At this point, you'd think that even with a good panel on the Titan, there's no way 800x480 will look sharp on a 5.0". The PPI of the Titan is 187 while my 3.0" Xperia Mini's PPI is 192. You'd think that the Xperia Mini would look a bit sharper. Actually, it doesn't. It looks worse. Most people immediately think of the PPI and forget about the screen size. Sure, there's a threshold (i.e. WVGA @ 7" looks terrible). However, UI scales with the increase in resolution. For instance, my Xperia Mini may take 10 pixels to represent the letter "A". Despite the lower PPI, my Titan may take 20 pixels to represent the letter "A" and thus looks sharper than my Mini.

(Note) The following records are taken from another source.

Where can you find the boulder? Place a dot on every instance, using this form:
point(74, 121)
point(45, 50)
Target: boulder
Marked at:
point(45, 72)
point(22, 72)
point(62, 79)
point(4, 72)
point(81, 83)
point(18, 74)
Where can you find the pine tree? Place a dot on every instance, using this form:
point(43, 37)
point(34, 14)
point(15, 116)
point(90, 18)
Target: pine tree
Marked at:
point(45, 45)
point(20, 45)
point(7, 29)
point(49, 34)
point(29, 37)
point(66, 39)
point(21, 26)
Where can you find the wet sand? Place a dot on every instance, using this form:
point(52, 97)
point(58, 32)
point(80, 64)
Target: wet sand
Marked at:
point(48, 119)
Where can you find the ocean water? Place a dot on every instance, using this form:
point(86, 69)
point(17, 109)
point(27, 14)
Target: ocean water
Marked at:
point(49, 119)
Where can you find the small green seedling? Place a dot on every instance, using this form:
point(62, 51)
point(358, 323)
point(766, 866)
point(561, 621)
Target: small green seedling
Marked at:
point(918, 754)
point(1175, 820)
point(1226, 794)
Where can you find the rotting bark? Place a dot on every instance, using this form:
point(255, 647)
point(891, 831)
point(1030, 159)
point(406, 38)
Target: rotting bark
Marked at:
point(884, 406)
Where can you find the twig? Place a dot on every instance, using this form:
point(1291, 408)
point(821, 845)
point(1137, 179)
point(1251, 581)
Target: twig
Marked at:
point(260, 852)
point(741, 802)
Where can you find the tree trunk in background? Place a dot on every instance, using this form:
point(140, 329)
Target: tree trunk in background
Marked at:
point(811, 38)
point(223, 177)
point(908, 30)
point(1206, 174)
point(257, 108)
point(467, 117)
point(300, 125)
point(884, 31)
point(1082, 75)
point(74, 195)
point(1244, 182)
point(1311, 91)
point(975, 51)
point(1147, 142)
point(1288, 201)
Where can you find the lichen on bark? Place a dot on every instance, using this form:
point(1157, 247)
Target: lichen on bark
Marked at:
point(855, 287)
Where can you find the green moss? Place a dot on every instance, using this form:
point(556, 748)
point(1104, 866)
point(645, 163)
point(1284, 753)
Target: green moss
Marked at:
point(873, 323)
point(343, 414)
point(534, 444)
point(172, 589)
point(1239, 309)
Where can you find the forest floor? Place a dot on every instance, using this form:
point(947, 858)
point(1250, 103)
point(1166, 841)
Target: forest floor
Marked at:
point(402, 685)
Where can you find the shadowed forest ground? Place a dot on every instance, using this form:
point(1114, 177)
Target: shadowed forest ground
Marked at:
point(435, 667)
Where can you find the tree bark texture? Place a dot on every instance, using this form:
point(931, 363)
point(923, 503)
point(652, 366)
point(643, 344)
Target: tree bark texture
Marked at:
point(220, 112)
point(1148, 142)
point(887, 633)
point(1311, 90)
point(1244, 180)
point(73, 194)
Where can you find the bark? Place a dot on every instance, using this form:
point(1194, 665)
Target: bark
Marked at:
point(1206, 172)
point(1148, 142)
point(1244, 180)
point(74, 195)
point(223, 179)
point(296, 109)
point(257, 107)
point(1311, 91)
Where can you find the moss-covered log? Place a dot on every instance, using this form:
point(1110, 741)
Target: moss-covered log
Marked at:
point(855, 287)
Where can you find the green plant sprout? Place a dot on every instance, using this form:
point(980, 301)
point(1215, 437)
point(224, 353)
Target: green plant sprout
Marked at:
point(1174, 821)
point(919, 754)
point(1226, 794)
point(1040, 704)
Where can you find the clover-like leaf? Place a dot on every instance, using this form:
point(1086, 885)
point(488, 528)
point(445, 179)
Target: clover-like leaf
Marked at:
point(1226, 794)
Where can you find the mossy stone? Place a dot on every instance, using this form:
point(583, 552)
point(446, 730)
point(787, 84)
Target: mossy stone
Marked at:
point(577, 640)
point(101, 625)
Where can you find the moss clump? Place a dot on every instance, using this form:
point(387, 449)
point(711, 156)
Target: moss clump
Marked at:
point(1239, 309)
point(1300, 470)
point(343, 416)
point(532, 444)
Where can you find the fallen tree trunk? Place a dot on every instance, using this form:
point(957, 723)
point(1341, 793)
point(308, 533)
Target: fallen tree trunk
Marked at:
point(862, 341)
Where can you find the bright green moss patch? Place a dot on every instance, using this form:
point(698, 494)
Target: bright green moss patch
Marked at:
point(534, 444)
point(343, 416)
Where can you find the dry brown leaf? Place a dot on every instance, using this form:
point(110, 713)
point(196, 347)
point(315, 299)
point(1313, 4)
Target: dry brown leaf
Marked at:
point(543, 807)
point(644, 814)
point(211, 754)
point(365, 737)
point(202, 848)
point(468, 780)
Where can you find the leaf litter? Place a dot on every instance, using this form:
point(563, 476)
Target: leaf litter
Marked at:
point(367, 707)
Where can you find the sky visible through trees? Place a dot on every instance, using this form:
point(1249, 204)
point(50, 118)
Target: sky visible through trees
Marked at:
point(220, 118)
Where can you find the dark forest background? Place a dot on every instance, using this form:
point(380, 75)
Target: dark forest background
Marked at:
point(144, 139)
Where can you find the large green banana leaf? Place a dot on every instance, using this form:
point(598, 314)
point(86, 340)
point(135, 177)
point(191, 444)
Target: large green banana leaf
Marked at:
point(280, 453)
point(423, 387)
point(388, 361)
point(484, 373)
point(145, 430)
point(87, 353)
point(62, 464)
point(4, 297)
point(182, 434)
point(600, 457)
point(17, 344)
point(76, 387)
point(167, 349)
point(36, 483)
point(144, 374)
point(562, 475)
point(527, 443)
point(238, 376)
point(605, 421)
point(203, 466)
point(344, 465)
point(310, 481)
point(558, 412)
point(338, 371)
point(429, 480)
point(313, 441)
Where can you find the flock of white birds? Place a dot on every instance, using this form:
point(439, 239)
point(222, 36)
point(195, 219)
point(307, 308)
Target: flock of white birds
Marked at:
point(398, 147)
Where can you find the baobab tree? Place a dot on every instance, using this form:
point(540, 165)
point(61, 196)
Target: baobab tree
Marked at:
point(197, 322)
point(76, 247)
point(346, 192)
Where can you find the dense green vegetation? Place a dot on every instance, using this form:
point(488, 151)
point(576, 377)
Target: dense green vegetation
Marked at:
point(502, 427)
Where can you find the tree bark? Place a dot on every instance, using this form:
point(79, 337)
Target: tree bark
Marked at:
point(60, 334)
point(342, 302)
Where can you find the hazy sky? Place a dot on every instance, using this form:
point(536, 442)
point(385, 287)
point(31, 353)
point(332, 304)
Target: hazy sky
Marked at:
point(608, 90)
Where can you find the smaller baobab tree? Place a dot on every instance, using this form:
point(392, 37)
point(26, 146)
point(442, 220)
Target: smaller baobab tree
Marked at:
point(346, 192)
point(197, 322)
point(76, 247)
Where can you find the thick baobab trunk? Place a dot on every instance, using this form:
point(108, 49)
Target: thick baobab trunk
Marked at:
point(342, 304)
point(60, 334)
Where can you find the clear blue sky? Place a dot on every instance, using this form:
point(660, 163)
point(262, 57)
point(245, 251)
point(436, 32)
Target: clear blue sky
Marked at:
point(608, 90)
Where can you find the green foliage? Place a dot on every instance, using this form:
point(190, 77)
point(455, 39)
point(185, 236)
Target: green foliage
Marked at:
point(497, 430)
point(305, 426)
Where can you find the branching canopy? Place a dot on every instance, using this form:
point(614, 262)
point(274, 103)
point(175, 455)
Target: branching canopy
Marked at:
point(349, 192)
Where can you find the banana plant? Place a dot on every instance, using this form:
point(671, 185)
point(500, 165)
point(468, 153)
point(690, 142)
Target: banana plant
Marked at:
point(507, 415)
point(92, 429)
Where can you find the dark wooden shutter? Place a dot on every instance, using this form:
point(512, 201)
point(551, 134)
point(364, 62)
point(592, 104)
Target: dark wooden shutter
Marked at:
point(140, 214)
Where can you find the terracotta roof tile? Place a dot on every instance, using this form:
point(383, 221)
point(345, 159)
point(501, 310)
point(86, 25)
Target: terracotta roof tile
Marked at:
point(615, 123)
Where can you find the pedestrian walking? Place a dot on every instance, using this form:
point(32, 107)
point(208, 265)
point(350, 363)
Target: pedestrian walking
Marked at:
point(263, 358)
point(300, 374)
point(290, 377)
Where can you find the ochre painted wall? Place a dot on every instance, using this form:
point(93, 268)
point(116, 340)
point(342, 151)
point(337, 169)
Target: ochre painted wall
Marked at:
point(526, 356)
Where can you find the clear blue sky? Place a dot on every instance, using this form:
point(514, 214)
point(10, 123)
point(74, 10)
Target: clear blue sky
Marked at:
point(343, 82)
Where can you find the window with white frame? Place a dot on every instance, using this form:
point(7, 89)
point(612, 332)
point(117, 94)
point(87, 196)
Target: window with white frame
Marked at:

Another thing worth noting is that the screen is 5.0". Bigger screens are usually a premium for smartphones as the larger surface area allows for more screen estate. For instance, you can actually watch a movie in "windowed mode" like you would on a PC while web browsing. There are very few phones on the market aside from Samsung's Galaxy Note series (which started this phablet craze) that are beyond 5.0". The cheapest widely available 5.0" is Lenovo's S880, which costs 15K Php and has nearly the exactly same specification as the Titan, the only difference being the smaller battery on the S880, IPS on the S880 and MVA on the Titan, and an LED flash on the Titan and no flash on the S880. The Titan gives you that premium feel of a phablet at a very, very low price point.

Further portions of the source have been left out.